Three Eyed Snake Found In The Northern Territory
Australia is known for it's scary animals and insects that could probably collectively kill all humans on the planet with their strength or venom.
Thankfully the majority of those hellish things are in the outback or in places that humans might not often be. Plus, there's the old adage saying that 'they're more scared of you than you are of them'.
Yeah right, tell that to the people who found a goddamn three-eyed snake in the Northern Territory.
That's right, forget the Three-Eyed Raven from Game of Thrones, this little beauty was discovered on the Arnhem Highway near Humpty Doo (yes that's an actual place) which is near Darwin.
The Northern Territory Parks and Wildlife posted on Facebook a few pictures of the devilish creature, adding: "The snake is peculiar as an x-ray revealed it was not two separate heads forged together, rather it appeared to be one skull with an additional eye socket and three functioning eyes.
"It was generally agreed that the eye likely developed very early during the embryonic stage of development.
"It is extremely unlikely that this is from environmental factors and is almost certainly a natural occurrence as malformed reptiles are relatively common."

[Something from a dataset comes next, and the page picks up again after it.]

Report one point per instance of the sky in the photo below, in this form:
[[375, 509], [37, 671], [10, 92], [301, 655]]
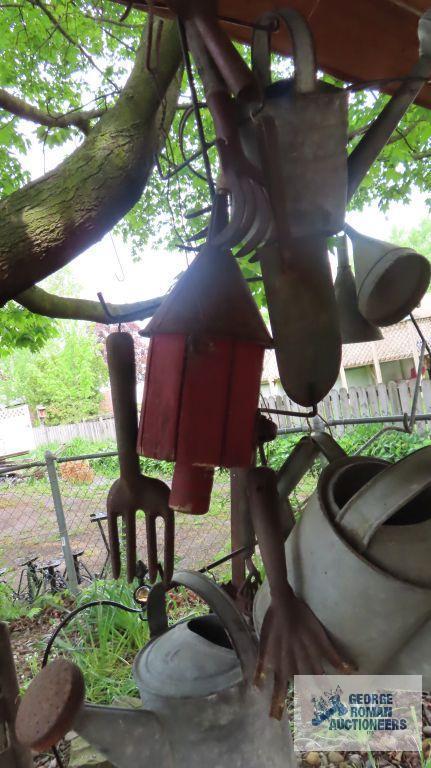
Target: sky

Well, this is deeply unsettling.
It's a carpet python that was around 40 centimetres when discovered in March, according to Yahoo News.
But before you grab your fire and pitchforks, it's our sad duty to reveal that the snake died shortly after it was picked up.
Ranger Ray Chatto told NT News: "It's remarkable it was able to survive so long in the wild with its deformity, and he was struggling to feed before he died last week."
The snake's body is now being kept at the CSIRO centre in Darwin.
Interestingly, scientists have noticed that 'super snakes' are on the rise. We're not talking Marvel 'super' or two heads type of snakes, but a bit of crossbreeding between species, causing hybrids not seen before.
US Geological Survey researchers were studying the invasive Burmese python - which has been reproducing in the Florida Everglades for nearly four decades, not to mention slowly decimating the population of small mammals in the area - they discovered that some of the snakes tested contained both Burmese and Indian python DNA.
What this means is that the apparent mixed-DNA snakes have the potential to become a super snake, adaptable to multiple terrains - ideal really.
The Indian pythons like high, dry ground, while Burmese pythons are swamp-dwellers, so the 'super snakes' would be quite comfortable anywhere.